Alef Arendsen started by giving a short introduction into basic AOP concepts. After that he presented a sample project using Hibernate and JDBC data access together. He construted a business case where the Hibernate property of delaying actual data insert to the database until transaction commit. The solution to the problem would be to flush the hibernate session appropriately. But what means appropriately in this case? Who is responsible to execute the flush? Alef constructed an aspect that watches JdbcTemplate operations and executes the flush accordingly.
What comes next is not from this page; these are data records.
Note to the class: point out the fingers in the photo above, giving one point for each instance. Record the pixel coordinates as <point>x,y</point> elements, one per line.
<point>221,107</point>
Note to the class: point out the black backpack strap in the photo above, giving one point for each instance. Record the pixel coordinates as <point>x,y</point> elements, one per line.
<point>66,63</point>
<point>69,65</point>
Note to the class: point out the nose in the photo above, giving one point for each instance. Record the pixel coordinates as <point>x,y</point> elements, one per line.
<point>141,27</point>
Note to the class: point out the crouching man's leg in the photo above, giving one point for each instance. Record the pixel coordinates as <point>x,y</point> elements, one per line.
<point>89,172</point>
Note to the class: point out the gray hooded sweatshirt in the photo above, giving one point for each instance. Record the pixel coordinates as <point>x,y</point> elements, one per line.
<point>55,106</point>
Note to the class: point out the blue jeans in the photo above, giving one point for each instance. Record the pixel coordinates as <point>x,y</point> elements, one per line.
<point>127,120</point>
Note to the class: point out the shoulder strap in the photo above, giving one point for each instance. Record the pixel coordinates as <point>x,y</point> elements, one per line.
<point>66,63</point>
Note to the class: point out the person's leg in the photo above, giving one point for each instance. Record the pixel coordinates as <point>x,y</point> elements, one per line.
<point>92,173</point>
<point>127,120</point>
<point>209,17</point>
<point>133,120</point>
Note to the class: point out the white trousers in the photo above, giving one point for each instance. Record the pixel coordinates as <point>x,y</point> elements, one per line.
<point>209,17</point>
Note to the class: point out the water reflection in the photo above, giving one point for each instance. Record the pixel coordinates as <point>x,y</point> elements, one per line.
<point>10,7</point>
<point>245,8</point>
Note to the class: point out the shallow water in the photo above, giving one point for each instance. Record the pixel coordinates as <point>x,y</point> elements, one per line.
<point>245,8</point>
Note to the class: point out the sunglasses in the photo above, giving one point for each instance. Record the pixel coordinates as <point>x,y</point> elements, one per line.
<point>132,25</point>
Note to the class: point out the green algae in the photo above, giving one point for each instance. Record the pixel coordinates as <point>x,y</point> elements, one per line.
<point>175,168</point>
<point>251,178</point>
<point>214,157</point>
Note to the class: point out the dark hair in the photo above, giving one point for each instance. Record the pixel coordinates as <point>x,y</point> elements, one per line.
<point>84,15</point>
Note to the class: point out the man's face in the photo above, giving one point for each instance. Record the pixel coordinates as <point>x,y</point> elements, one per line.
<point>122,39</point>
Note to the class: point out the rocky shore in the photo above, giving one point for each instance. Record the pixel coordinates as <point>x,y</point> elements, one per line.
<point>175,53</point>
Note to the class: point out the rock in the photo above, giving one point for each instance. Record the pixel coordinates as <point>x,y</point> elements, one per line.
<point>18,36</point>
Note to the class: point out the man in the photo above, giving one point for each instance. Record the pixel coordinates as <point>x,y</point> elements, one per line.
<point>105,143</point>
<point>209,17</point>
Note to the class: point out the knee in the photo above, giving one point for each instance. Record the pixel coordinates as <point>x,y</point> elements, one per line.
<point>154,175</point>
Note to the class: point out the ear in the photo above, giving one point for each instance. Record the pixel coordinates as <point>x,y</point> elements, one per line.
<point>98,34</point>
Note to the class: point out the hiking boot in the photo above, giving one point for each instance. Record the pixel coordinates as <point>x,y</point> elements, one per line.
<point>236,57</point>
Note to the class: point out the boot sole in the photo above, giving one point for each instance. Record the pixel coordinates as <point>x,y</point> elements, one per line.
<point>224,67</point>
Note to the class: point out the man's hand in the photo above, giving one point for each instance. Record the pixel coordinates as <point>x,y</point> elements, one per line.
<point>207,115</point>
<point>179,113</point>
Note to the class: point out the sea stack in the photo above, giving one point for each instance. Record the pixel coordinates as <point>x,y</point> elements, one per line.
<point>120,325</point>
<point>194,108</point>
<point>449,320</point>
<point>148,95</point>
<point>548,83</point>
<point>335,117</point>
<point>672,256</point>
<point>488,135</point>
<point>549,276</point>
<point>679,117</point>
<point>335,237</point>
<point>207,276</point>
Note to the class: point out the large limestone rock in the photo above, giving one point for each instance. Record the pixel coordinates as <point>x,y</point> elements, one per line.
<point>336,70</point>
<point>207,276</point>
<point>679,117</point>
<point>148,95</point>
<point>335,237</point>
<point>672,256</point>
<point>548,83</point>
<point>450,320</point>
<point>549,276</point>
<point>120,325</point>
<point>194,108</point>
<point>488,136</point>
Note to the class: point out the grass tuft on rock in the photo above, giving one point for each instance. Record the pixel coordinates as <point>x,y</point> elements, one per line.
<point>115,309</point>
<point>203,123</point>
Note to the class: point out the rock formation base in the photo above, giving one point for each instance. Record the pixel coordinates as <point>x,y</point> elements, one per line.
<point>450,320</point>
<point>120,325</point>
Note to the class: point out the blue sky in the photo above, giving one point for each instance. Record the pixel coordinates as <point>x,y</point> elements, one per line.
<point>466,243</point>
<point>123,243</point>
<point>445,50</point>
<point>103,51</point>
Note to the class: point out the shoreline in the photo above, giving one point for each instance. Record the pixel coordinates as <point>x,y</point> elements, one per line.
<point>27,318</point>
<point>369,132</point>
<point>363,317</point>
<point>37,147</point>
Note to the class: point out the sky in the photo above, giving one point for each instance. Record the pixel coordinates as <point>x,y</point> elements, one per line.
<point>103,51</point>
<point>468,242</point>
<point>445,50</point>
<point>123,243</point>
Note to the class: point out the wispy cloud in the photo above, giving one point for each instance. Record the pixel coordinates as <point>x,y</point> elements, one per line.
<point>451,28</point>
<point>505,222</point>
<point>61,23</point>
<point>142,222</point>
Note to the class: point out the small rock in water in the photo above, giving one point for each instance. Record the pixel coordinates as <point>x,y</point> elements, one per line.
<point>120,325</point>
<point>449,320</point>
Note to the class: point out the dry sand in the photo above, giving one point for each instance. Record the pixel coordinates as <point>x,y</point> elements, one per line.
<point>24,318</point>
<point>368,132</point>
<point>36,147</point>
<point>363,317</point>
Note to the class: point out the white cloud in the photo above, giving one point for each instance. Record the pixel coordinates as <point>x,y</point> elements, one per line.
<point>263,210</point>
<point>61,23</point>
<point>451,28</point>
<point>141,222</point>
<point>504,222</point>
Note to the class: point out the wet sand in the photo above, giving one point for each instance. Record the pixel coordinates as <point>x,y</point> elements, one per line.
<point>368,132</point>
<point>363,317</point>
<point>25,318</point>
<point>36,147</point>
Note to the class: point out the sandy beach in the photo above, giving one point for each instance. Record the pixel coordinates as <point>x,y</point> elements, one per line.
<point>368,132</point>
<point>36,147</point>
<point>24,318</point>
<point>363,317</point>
The next example was about retrieving localized data. Localized in the sense, that Alef wanted to access all car parts available in a given area. He introduced a view localizing the data into the database and let Hibernate work against that view. Finally he let the current area to retrieve the data for be propagated. This was realized applying an advice to transaction begin time to write the session state area context into the database. To prevent duplicate propagation Alef introduced the AspectJ cflow concept allowing to define pointcuts in the context of anoher pointcut. This means you can describe a pointcut to match a transactional method and only get it fired on the first transactional method even if it triggers other transactional methods that would fire the advice again otherwise. The neat thing about this advice application was, that the filter logic is kept in the database. The aspect itself is only the controller for the actually transparent logic.
Alefs last example was first failure capturing adressing the need to trigger logic on the first occurrence of an exception avoiding to handle the exception twice. Once again he made heavy use of cflow ponitcut definitions. Alef also used a custom aspect instatiation model - instance per pointcut call in this case.
This was a really awesome talk as it showed up the enormous power of AOP and the things you actually can achieve with it.